In 2016, Blake Lively praised Woody Allen as “empowering to women” during an interview with Hamptons Magazine while promoting Café Society. Later, at the Cannes Film Festival, she declined to comment on the s*xual abuse allegations against him, saying she wasn’t familiar with the issue.
Now, eight years later, her remarks have once again gone viral after former child actress and YouTuber Alexa Nikolas took to her Instagram Story on August 21, 2024, and reposted a screenshot of the second interview, originally shared by the user @melaniever0nica.
“It’s very dangerous to factor in things you don’t know anything about. I… know my experience. And my experience with Woody is he’s empowering to women – Blake Lively, 2016,” @melaniever0nica’s post read, along with Nikolas's text “oh” with a crying emoji.
Alexa Nikolas reshared it with a rolling eyes emoji seemingly expressing her disappointment towards Blake Lively. Her recent target at the Gossip Girl actress comes a day after she called her out for including the music of her former husband and Canadian electronic musician Mike Milosh aka Rhye in her latest movie It Ends With Us' soundtrack.
The former Nickelodeon artist claimed that her ex-spouse groomed and abused her which was part of a much-publicized lawsuit. But despite her accusations, Blake Lively and the It Ends With Us team put his tune in their film.
Exploring what Blake Lively said about Woody Allen in her 2016 interview
During an interview with Hamptons Magazine published in June 2016, following the release of her film Café Society, Blake Lively shared her experience of working with the director Woody Allen.
“It’s really cool to work with a director who’s done so much because he knows exactly what he wants. The fact that he does one shot for an entire scene—[and] this could be a scene with eight people and one to two takes—it gives you a level of confidence because when he’s got it, he knows he’s got it,” she shared.
Blake Lively further continued by saying that although Woody Allen was minimally conversational, his communication was “clear” and he told her exactly “what he wanted.” She also called him “supportive” and pointed out that she felt “empowered” by him.
“He also is really encouraging as to why he cast you, so he’ll say, ‘Say the dialogue that’s written and then you can improvise for a while.’ And his dialogue is so specific… so, it’s intimidating to think, Oh, let me just improvise there and hope that my words blend seamlessly alongside Woody Allen’s.
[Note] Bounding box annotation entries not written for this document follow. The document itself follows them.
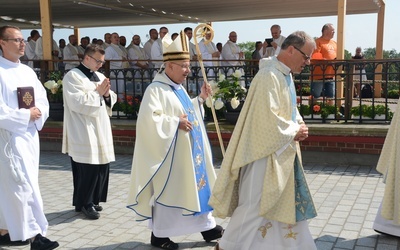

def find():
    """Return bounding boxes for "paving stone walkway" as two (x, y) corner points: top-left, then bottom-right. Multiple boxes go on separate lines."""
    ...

(0, 152), (400, 250)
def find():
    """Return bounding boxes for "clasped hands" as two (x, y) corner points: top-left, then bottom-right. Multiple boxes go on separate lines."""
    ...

(294, 123), (308, 141)
(96, 78), (111, 97)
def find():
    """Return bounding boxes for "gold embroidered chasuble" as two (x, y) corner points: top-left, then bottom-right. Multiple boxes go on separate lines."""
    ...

(210, 57), (303, 224)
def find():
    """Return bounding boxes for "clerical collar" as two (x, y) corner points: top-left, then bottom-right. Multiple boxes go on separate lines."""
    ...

(165, 74), (182, 89)
(77, 63), (100, 82)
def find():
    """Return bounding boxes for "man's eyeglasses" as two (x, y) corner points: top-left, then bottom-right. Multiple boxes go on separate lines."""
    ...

(3, 38), (26, 43)
(171, 62), (191, 70)
(88, 55), (106, 65)
(293, 46), (311, 61)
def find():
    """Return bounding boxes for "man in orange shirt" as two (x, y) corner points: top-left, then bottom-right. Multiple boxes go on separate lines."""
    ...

(311, 23), (337, 98)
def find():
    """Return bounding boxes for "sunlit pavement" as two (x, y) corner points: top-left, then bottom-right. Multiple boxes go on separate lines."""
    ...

(0, 152), (400, 250)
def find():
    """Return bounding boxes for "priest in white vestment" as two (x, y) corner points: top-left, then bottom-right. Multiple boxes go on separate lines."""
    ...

(373, 97), (400, 237)
(62, 45), (117, 219)
(0, 26), (58, 250)
(209, 31), (316, 250)
(128, 31), (223, 249)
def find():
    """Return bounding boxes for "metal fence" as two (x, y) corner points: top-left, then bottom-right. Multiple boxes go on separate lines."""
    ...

(35, 60), (400, 123)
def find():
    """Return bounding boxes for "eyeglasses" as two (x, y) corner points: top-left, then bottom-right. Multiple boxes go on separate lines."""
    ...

(3, 38), (26, 43)
(293, 46), (311, 61)
(88, 55), (106, 65)
(171, 62), (191, 70)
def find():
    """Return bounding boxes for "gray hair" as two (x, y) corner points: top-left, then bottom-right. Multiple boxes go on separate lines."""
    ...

(281, 31), (315, 50)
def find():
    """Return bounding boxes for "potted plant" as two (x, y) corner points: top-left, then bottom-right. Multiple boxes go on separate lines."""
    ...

(350, 104), (373, 120)
(321, 104), (338, 119)
(43, 71), (63, 103)
(206, 70), (247, 124)
(313, 103), (338, 119)
(206, 70), (247, 112)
Which they clearly wouldn’t and don’t. But he’s very empowering,” she explained.
The Town star even mentioned that Allen created a “very pleasant set where everybody’s just happy to be there and happy to be making a movie, and happy to be a part of film history.”
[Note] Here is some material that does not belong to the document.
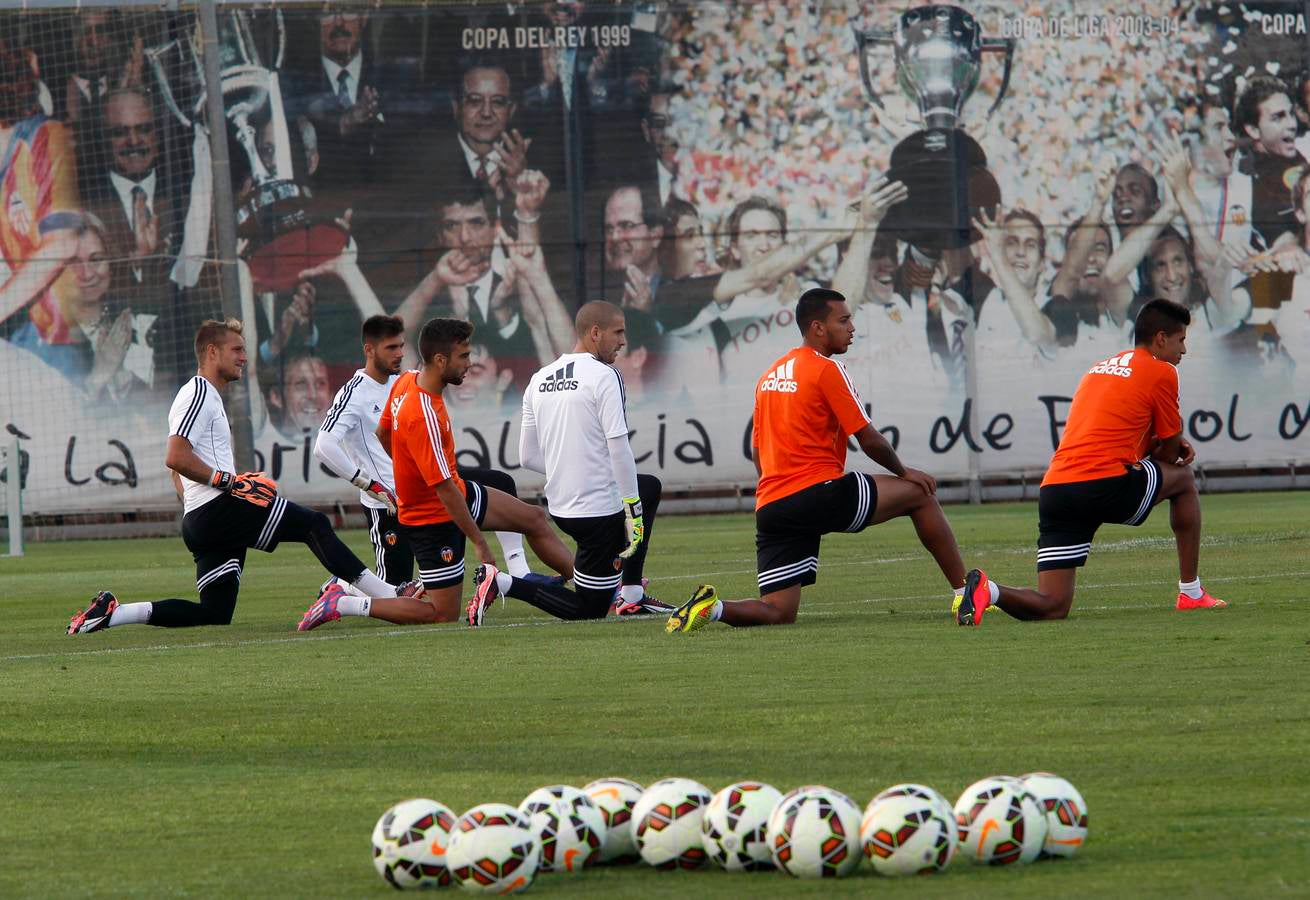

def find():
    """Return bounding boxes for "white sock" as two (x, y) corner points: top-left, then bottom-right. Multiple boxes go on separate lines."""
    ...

Notably, Blake Lively’s interview came in the wake of an essay published by The Hollywood Reporter where Woody Allen’s estranged son Ronan Farrow called out the Café Society cast and crew for working alongside his father despite s*xual abuse accusations against him. He claimed that Amazon paid these people "millions" to work with Allen, "bankrolling a new series and film."
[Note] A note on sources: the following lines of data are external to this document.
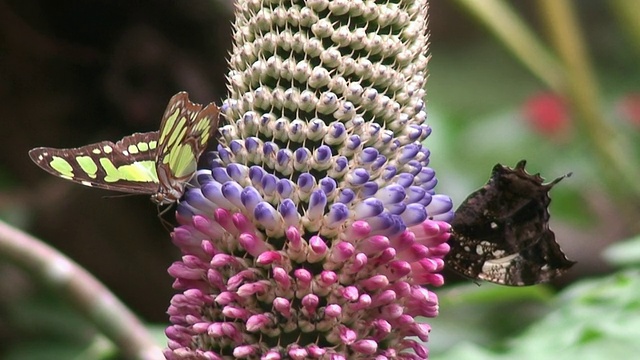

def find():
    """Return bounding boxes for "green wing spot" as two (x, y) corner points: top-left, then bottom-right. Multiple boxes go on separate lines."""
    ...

(165, 144), (198, 178)
(49, 156), (73, 179)
(158, 108), (180, 144)
(29, 92), (220, 205)
(167, 116), (187, 146)
(76, 156), (98, 179)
He further went on to add:
“Actors, including some I admire greatly, continue to line up to star in his movies. ‘It's not personal,’ one once told me. But it hurts my sister every time one of her heroes like Louis C.K., or a star her age, like Miley Cyrus, works with Woody Allen. Personal is exactly what it is — for my sister, and for women everywhere with allegations of s*xual assault that have never been vindicated by a conviction.”
The son of actress Mia Farrow continued by saying that the “silence” in this matter wasn’t just “wrong” but also “dangerous,” adding “It sends a message to victims that it’s not worth the anguish of coming forward. It sends a message about who we are as a society, what we’ll overlook, who we’ll ignore, who matters and who doesn’t.”
At the time when Ronan Farrow’s interview went viral, Café Society premiered at the Cannes International Film Festival in May 2016. When Vanity Fair asked the Green Lantern actress at the festival about Woody Allen’s son’s claims, she refused to comment on it saying it was “dangerous” to talk about things she knew nothing about, adding that her personal experience of working alongside Allen was “empowering.”